20 nM

To maintain genomic integrity cells have to respond properly to a variety of exogenous and endogenous sources of DNA damage. DNA integrity is maintained by the coordinated action of DNA damage response mechanisms and DNA repair. In addition, there are also mechanisms of damage tolerance, such as translesion synthesis (TLS), which are important for survival after DNA damage but are potentially error-prone. Here, we investigate the role of DNA polymerase kappa (pol kappa) in TLS across alkylated lesions by silencing this polymerase (pol) in human cells using transient small RNA interference. We show that human pol kappa has a significant protective role against methyl nitrosourea (MNU)-associated cytotoxicity without affecting significantly mutagenicity. The increase in MNU-induced cytotoxicity when pol kappa is down-regulated was affected by the levels of O(6)-methylguanine DNA methyltransferase and fully abolished when mismatch repair (MMR) was defective. Following MNU treatment, the cell cycle profile was unaffected by the pol kappa status.
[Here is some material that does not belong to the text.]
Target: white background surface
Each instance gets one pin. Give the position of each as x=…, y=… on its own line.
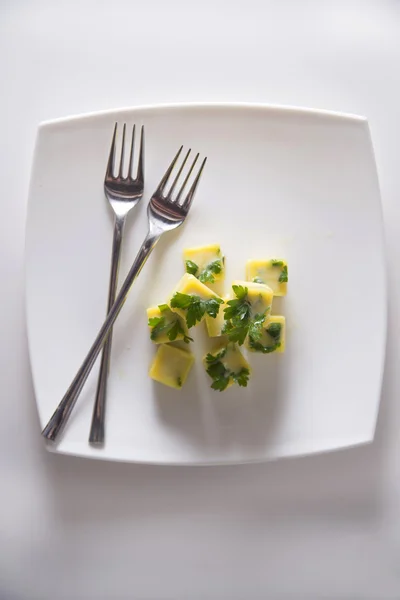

The downregulation of pol kappa caused a severe delay in the onset of the second mitosis that was fully dependent on the presence of O(6)-methylguanine (O(6)-meGua) lesions. After MNU exposure, in the absence of pol kappa, the frequency of sister chromatid exchanges was unaffected whereas the induction of RAD 51 foci increased. We propose that pol kappa partially protects human cells from the MMR-dependent cytotoxicity of O(6)-meGua lesions by restoring the integrity of replicated duplexes containing single-stranded gaps generated opposite O(6)-meGua facilitated by RAD 51 binding.